Laufende Prämieneinnahmen: Alle Geschäftssegmente im Plus
Wirft man einen Blick auf die einzelnen Geschäftssegmente, so
zeigt sich eine positive Entwicklung: In der Schaden- und
Unfallversicherung legten die abgegrenzten Bruttoprämien nach den
ersten neun Monaten gegenüber dem Vergleichszeitraum des Vorjahres
von 659,2 Millionen Euro um 3,0 Prozent auf 678,7 Millionen Euro zu.
In der Krankenversicherung wurde die positive Entwicklung der letzten
Jahre prolongiert: Die Prämien stiegen von 39,4 Millionen Euro nach
den ersten drei Quartalen im Vorjahr um 7,0 Prozent auf aktuell 42,2
Millionen Euro. In der Lebensversicherung legten die laufenden
Prämieneinnahmen zum Vergleichszeitraum des Vorjahres (265,5) um 0,4
Prozent auf 266,6 Millionen Euro zu. "Zur Bewältigung der vor uns
liegenden Herausforderungen bleibt langfristiger Kapitalaufbau für
die Pensionsvorsorge das Gebot der Stunde", so Littich.
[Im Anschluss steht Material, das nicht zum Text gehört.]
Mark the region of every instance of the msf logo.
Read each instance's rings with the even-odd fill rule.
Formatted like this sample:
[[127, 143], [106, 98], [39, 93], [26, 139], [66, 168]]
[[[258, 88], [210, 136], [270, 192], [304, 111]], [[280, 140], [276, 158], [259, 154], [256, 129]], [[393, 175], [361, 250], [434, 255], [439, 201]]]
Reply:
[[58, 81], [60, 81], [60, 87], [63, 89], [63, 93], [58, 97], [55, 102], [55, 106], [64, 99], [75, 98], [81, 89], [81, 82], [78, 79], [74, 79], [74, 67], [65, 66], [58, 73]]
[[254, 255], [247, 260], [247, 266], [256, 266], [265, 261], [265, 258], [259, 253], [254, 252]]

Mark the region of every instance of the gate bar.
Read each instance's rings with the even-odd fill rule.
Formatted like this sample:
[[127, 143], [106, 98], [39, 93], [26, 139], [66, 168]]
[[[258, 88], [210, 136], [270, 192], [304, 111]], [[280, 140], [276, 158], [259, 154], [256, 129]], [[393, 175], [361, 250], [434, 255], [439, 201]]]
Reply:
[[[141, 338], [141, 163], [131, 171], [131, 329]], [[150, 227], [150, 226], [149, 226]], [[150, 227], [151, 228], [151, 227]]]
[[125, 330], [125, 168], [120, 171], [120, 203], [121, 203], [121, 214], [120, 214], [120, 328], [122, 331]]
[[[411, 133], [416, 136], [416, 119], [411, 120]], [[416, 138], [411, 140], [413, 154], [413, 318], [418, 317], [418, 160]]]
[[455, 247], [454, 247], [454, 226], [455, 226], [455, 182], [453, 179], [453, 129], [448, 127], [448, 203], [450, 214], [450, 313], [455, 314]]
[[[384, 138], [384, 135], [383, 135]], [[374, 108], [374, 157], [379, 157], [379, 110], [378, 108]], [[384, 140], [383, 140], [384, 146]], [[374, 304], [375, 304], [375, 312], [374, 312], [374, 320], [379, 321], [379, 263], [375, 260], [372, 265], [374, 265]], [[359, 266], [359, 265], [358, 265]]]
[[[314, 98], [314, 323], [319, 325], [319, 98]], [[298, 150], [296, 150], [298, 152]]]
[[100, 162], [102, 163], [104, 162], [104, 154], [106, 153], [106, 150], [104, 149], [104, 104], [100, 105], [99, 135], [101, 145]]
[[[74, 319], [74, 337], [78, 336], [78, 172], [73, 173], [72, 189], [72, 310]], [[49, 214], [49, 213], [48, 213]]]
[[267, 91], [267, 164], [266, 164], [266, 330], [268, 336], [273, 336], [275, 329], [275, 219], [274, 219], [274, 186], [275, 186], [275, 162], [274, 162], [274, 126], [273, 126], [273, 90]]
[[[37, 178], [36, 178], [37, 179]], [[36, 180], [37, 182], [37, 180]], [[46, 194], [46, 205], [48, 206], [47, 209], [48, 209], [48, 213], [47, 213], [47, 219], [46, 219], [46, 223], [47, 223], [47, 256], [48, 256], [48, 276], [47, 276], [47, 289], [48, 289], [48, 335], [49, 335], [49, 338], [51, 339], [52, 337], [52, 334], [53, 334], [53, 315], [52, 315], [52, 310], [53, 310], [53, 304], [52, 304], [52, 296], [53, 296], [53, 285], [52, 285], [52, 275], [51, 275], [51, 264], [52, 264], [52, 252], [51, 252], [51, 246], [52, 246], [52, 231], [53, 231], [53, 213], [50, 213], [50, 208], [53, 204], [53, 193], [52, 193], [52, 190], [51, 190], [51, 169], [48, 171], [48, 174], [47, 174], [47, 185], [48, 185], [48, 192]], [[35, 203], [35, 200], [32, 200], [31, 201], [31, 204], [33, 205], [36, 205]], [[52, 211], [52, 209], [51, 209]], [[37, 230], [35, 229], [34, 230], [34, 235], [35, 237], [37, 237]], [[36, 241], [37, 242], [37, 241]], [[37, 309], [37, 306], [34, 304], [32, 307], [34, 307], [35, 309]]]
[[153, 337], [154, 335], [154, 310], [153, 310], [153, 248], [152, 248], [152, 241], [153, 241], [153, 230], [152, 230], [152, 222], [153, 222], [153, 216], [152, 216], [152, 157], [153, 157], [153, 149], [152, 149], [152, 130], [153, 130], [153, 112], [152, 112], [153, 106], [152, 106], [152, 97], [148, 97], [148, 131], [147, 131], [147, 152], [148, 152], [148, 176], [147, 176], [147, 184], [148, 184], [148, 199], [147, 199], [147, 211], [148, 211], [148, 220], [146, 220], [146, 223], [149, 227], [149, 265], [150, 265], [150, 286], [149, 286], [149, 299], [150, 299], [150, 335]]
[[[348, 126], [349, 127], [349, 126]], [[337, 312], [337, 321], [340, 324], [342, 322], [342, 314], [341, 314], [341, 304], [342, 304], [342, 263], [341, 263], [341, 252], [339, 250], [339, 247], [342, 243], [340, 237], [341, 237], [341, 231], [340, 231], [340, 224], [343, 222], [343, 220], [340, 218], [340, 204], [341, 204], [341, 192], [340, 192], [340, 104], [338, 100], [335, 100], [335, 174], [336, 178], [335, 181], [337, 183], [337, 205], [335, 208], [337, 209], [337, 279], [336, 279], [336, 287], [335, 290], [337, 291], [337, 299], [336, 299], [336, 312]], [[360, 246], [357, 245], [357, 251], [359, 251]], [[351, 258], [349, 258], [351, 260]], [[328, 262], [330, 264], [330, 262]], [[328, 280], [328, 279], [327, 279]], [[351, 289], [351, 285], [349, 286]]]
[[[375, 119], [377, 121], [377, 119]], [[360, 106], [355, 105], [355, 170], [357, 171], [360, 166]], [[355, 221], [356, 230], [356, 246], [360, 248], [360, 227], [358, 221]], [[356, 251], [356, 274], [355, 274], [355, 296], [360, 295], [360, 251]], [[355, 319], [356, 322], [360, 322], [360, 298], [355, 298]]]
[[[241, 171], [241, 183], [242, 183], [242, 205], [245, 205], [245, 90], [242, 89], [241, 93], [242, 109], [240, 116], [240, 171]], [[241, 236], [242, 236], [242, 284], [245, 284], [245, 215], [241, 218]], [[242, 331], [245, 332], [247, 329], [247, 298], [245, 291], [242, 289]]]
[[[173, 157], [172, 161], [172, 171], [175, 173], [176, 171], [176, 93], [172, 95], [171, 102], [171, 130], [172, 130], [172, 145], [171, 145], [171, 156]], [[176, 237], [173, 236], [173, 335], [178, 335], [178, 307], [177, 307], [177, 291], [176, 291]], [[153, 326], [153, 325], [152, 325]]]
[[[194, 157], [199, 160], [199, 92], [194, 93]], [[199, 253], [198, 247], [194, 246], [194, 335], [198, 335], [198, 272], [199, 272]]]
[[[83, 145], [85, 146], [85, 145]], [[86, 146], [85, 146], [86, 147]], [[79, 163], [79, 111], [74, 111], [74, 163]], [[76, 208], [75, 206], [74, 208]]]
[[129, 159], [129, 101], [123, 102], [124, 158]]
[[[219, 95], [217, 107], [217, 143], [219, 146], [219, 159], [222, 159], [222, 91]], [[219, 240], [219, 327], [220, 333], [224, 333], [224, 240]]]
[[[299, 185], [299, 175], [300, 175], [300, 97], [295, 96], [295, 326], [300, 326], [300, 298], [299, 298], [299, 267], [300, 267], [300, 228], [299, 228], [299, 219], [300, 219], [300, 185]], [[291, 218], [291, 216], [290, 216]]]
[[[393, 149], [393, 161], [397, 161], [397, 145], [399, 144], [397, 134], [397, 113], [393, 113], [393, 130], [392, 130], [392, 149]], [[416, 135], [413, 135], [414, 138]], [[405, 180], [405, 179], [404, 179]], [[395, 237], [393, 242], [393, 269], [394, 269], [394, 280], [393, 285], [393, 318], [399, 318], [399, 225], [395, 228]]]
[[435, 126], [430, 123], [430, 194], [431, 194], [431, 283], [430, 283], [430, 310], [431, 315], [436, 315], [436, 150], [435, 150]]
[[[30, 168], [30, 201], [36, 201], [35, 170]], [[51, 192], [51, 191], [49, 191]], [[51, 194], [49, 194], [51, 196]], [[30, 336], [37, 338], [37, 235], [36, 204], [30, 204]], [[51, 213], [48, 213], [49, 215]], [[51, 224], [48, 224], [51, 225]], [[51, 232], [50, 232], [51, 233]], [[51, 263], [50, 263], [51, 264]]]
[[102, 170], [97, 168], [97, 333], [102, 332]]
Getrieben
durch einen auch im Markttrend starken Rückgang beim
Einmalerlagsgeschäft gingen die gesamten Prämieneinnahmen in der
Lebensversicherung von 306,6 Millionen Euro in den ersten neun
Monaten 2012 um 6,9 Prozent auf aktuell 285,5 Millionen Euro zurück.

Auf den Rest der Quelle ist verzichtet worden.